Tags: grep
Rating:
**Description**
> Sometimes you have to look back and replay what has been done right and wrong
**Files provided**
- [`rewind.tar.gz`](https://ctf.csaw.io/files/ad0ffb17480563d0658ec831d0881789/rewind.tar.gz) (too large to host)
**Solution**
Once again, after extraction, let's check if the flag is hidden in plain text:
$ strings disk.* | grep "flag{"
while [ true ]; do printf "flag{FAKE_FLAG_IS_ALWAYS_GOOD}" | ./a.out; done
while [ true ]; do printf "flag{FAKE_FLAG_IS_ALWAYS_GOOD}" | ./a.out; done
flag{RUN_R3C0RD_ANA1YZ3_R3P3AT}
... (repeats)
flag{RUN_R3C0RD_ANA1YZ3_R3P3AT}
while [ true ]; do printf "flag{FAKE_FLAG_IS_ALWAYS_GOOD}" | ./a.out; done
...
while [ true ]; do printf "flag{FAKE_FLAG_IS_ALWAYS_GOOD}" | ./a.out; done
flag{RUN_R3C0RD_ANA1YZ3_R3P3AT}
...
flag{RUN_R3C0RD_ANA1YZ3_R3P3AT}
And it is there again.
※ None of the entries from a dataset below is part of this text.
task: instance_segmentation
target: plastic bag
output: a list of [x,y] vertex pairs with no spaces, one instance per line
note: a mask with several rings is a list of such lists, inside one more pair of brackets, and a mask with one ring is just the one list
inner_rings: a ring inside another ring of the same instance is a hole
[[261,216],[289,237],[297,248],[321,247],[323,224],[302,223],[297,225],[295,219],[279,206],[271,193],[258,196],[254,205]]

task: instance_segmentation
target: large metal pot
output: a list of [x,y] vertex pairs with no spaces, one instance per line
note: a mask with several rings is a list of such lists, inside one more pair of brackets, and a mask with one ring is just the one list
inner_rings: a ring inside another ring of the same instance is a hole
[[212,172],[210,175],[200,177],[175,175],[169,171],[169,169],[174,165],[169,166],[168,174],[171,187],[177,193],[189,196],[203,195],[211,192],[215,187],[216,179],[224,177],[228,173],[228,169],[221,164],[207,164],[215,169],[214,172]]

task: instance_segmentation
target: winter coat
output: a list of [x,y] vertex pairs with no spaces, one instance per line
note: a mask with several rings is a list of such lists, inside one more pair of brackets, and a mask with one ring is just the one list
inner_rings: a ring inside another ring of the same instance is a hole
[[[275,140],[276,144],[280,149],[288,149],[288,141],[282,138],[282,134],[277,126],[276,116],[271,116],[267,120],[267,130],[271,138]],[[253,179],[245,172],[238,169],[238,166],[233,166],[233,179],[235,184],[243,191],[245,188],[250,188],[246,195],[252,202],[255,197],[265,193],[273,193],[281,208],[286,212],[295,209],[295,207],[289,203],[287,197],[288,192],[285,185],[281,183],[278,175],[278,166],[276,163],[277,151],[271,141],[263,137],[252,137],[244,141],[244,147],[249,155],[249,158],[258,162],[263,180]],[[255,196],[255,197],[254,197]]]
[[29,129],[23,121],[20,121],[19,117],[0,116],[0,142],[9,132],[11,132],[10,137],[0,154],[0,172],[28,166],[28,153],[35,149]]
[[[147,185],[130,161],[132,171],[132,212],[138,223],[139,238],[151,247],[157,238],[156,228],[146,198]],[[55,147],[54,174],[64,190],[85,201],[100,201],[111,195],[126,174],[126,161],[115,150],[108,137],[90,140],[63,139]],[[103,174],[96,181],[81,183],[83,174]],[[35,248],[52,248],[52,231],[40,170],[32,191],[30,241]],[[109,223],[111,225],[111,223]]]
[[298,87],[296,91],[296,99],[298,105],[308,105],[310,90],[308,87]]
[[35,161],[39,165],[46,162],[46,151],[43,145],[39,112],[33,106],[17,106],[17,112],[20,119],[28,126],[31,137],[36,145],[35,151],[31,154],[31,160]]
I think the organisers overlooked this in both this challenge and [simple_recovery](#150-forensics--simple_recovery).
What this challenge *should* have been, I assume, is to get QEMU to replay the given VM snapshot with the given "replay" (which records all user interactions and non-deterministic I/O).